Currently, the average monthly rent Post charges tenants is about $1,253 per month. Despite the current portfolio repositioning, most of Post's income is still derived from areas where homes are inexpensive. Post currently has the most expensive apartments in its markets, and there is evidence that the company has reached the limit to where it can push rental rates. We think occupancy decreases will continue through the end of the year, as such, rental rates will be flat or could begin to fall. Additionally, if builders continue cutting prices in a deteriorating housing market, high end apartment rentals could be negatively affected. With still low interest rates, renters at many of the company's upscale communities could easily afford houses in Dallas and Atlanta.
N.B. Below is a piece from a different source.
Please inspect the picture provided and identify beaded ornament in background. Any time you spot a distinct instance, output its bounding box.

The company has guided to year over year SS NOI growth of approximately 2-3% in the 4th quarter. Expenses are expected to increase about 8%, mainly due to favorable tax accruals in 2006. We think this might be too optimistic and look for flat NOI growth in the 4th quarter and through 1Q 2008. We think apartment fundamentals might have peaked in late 2006, and would only buy the strongest apartment REITs with assets in the best markets.